Lições da RCEP para o Brasil e a América Latina: gansos voadores x patos sentados
Com a integração asiática da RCEP, a grande pergunta que fica é porque os países emergentes da Ásia decolam, ampliando a sua integração apesar da pandemia e da recessão? E porque esses países deixaram o Brasil e a América Latina “comendo poeira” nas últimas décadas? Farei aqui algumas reflexões.
A primeira diferença nasce nos anos 1950, quando a América Latina adota o modelo de industrialização à base de substituição de importações e a Ásia opta por uma estratégia agressiva de promoção das exportações.
A partir dos anos 80, surge no Leste da Ásia o que se convencionou chamar de “modelo dos gansos voadores”, que é o aproveitamento das sinergias regionais por meio de maciços investimentos cruzados, com destaque para a transferência do poder tecnológico do Japão por meio de participações minoritárias em empresas dos seus vizinhos menos desenvolvidos. Assim, a formação em cunha foi liderada inicialmente pelo superganso Japão, seguido de perto pelas chamadas “novas economias industrializadas” – Coréia do Sul, Taiwan, Hong Kong e Singapura -, e ao final pelos países mais dinâmicos da Asean – Tailândia, Malásia, Indonésia, Vietnã e Filipinas. A partir de 1990, essa formação começa a se alterar com o retorno intempestivo e brutal da China ao cenário global.

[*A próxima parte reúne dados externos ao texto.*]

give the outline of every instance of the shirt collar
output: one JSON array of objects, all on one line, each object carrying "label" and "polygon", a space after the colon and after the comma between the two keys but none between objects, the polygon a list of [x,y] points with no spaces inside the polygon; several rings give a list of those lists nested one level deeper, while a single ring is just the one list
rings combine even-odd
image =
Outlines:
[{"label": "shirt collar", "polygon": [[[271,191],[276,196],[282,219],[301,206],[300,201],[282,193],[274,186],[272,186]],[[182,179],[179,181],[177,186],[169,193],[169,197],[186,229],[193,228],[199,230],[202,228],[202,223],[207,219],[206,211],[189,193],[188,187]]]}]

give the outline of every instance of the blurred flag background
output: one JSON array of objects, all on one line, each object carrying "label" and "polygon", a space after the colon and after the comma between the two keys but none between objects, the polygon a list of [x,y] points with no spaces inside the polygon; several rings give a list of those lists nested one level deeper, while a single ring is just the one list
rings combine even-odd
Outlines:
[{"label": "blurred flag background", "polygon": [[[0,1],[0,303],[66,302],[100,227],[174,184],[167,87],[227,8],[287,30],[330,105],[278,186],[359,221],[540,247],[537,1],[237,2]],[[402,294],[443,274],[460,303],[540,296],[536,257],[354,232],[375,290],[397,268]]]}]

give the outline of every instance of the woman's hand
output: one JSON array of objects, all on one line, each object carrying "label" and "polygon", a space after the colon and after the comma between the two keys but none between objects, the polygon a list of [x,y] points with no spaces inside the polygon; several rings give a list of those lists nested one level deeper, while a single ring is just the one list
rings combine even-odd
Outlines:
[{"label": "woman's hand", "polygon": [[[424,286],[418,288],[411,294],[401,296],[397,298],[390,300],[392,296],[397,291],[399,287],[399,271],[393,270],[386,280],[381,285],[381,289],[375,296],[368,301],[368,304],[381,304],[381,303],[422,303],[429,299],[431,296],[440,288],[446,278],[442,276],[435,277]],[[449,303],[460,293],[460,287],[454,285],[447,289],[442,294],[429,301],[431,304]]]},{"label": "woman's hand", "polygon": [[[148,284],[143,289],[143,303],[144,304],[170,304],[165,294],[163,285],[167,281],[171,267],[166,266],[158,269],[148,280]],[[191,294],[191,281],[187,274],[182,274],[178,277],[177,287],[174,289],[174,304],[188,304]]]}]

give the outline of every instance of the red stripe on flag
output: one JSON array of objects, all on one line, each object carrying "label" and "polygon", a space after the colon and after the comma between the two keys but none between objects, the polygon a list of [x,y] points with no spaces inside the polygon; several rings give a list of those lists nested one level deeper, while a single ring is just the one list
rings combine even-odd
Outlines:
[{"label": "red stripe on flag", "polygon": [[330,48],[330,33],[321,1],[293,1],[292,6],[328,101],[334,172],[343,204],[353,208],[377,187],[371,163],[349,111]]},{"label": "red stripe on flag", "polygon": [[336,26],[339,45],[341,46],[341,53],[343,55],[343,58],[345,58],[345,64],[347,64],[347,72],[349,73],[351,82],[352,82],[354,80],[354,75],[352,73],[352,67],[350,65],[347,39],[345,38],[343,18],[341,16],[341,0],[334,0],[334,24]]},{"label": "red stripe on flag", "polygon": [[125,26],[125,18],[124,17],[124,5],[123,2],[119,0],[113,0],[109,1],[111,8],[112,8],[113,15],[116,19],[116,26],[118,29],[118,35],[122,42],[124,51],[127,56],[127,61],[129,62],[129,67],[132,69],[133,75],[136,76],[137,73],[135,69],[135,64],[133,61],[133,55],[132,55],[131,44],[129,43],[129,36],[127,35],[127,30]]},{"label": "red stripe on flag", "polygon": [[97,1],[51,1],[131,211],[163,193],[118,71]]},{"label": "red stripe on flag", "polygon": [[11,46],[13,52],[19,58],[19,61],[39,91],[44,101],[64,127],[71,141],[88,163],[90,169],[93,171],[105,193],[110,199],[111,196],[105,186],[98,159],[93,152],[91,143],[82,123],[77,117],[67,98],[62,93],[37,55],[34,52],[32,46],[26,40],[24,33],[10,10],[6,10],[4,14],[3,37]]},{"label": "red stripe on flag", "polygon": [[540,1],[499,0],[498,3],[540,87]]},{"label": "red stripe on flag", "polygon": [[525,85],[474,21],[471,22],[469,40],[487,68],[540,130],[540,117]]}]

Esse desenho celeste, cujo ganso líder foi o Japão e agora é a China, foi viabilizado graças a uma interessante divisão regional do trabalho no setor manufatureiro, com os países mais ricos repassando as atividades que demandam menor custo de mão-de-obra para parceiros ou filiais que se instalam nos gansos mais atrasados do Sudeste e Sul da Ásia. O objetivo é atingir uma competitividade sistêmica global (e não local) que normalmente se inicia no setor têxtil, segue com as indústrias química, siderúrgica e automotiva e avança hoje com imensa força nos eletrônicos, nas tecnologias de informação e no mundo digital. Estabelece-se, assim, uma sequência de ciclos de industrialização nos quais os setores intensivos em trabalho vão sendo realocados nos países mais pobres, à medida que os mais ricos aumentam a sua renda per capita e os salários.
Enquanto isso, a América Latina enroscou-se com inflações galopantes, baixo crescimento, alto endividamento, governos perdulários, instituições precárias e mudanças permanentes nas regras do jogo. Em 1993, o pesquisador Michael Mortimer, da Cepal, publica um artigo sobre o tema com o sugestivo título Flying geese vs. sitting ducks, sugerindo que a América Latina se comportava como “patos sentados assistindo ao vôo dos gansos asiáticos. Note que esse alerta foi feito em 1993!
Ocorre que a América Latina optou por mecanismos de integração regional formais e incompletos, voltados para o comércio. E a integração dos países asiáticos se deu por meio de investimentos intra e entre empresas e transferência de tecnologia orientada para a competição sistêmica no mercado mundial. Em suma, com a RCEP a Ásia vai chegando a um vôo de cruzeiro, sustentado pela estabilidade dos seus fundamentos econômicos, pela persistência da ação empresarial voltada para comércio internacional, pela construção de instituições mais robustas e por maciços investimentos em educação. E o Brasil e a América Latina? Vão continuar assistindo a esse espetáculo sentados?